2015-04-09 / Front Page

Mooring Objections Aired

By Barry Bridges

The Rhode Island House Committee on Municipal Government entertained public comments on the “Mooring Bill,” H 5847, at a Statehouse hearing on Thursday, April 2.

The measure, which would add a state mooring fee on top of existing local fees and establish a new marine safety patrol with “full police powers,” has drawn criticism from many in the boating community.

One of the bill’s sponsors, Rep. Scott A. Slater, D-Providence, took the podium briefly and told his lawmaker colleagues that the “main goal is to give a priority in moorings to Rhode Islanders.” He further said that the “unjust” negative attention has been “disheartening.”

But Slater was the only person during the meeting who endorsed the bill; he was outnumbered by 14 witnesses who testified at length in opposition to the pro- posal. Among those voicing their objections were Matt Gineo of the Newport Maritime Alliance; Waterfront Commission member Kim Hapgood; former School Chair and boating enthusiast Dr. Charles Shoemaker; and Rep. Lauren Carson, D-Newport.

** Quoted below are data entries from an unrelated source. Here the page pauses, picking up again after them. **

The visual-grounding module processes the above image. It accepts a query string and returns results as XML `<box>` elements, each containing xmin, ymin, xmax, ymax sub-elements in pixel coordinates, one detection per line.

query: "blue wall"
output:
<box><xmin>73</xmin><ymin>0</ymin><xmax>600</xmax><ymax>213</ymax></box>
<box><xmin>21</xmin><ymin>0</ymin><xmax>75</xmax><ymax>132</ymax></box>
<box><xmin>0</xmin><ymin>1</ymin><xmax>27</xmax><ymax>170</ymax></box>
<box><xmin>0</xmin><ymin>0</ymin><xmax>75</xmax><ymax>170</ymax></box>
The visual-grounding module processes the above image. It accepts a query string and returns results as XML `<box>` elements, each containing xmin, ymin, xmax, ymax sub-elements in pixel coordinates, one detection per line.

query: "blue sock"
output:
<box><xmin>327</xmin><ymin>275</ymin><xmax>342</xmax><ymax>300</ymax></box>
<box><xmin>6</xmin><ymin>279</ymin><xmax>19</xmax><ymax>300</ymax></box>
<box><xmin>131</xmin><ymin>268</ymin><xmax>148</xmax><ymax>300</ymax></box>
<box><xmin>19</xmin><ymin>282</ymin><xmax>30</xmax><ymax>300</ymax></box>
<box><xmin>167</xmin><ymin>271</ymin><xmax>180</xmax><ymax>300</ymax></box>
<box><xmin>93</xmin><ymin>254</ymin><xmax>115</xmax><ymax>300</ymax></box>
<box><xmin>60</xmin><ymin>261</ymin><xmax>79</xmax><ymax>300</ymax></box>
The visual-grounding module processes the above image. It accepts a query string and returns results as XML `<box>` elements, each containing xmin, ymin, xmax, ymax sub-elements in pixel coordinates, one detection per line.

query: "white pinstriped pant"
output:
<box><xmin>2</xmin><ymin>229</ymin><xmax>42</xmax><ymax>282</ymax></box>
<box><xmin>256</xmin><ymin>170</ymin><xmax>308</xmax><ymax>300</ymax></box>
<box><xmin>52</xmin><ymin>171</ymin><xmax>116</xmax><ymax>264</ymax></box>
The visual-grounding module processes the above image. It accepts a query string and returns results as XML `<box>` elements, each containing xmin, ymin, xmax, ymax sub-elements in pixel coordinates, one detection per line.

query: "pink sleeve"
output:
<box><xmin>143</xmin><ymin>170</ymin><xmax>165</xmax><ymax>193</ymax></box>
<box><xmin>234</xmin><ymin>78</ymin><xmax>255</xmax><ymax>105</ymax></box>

As the testimony unfolded, a theme that emerged was that many boaters purchase moorings because they can’t afford a slip or private dock. “These people are not yacht owners, but are mostly blue collar boat owners who cannot afford additional fees,” said Fred Bieberbach, a marine industry veteran. Similarly, Narragansett Harbormaster Kevin O’Connor said, “Moorings are for people who don’t have money to use a dock. They are not luxurious.”

“Please don’t make it more difficult to own and operate a pleasure boat,” added Gineo. “Contrary to the opinion of many, not all boat owners are wealthy. This will force more departures from boating.”

Andrew Tyska of the Rhode Island Marine Trades Association testified, “I see this as an attack bill – it’s attacking the middle class boater and the middle class worker. This legislation would put jobs at risk and will put middle class access to water at risk.” He argued that the additional fee would encourage boaters to give up the pastime and enjoy Narragansett Bay in other ways. “If you take the time to look between the large shiny boats, you’ll find your neighbors and families on their boats enjoying the water. That’s what this would prevent.”

Several witnesses focused instead on the proposed safety patrol, saying that such a force would create redundancies and would not be adequately financed.

“Of the many problems we see in this bill, the primary one is that it duplicates things already in place. The CRMC [Coastal Resources Management Council] is already charged with oversight of harbor operations,” said Gineo.

Hapgood pointed out that no one in the room seemed to know the total number of moorings that exist in Rhode Island. “I have to seriously question whether you can pay for a new patrol simply based on a mooring fee. The math does not add up,” she said.

Rep. Lauren Carson, D-Newport, one of two legislators to testify, echoed the statements of the witnesses that preceded her. Reiterating her opposition, she said that Newport has 1,000 moorings that would be impacted.

“My city is opposed to this,” she told the legislative committee. With the costs of boats, people, and gasoline that would be needed to maintain the patrol established by the bill, she also wondered how such an effort would be financed.

She added, “We’ve already delegated a lot of these tasks to the CRMC and they are doing a good job. This would pre-empt some of their duties and functions. As legislators, we shouldn’t create duplicative efforts.”

Sen. Mark Gee, R-East Greenwich, concurred and said, “I am so disappointed when I hear about laws and regulations that will raise money from our property owners and visitors. If anything, I want to lower costs for boaters. If it ain’t broke, don’t fix it.”

No official action was taken and the House bill remains in committee for now. Municipal Government Chair Rep. Robert Craven, D-North Kingstown, told Newport This Week that, considering the objections, he wouldn’t be surprised if the sponsors ultimately make a request to send the issues to a study commission.

As for the bill’s potential fate in the other legislative chamber, Senate President Teresa Paiva Weed remarked on the proposal at a public workshop in Newport on Feb. 7. “One of my badges of honor in the Senate is that I protect the marine trades industry… This bill has not been introduced in the Senate and has no support there. I will strongly oppose it, if for some reason it gets beyond [the House].”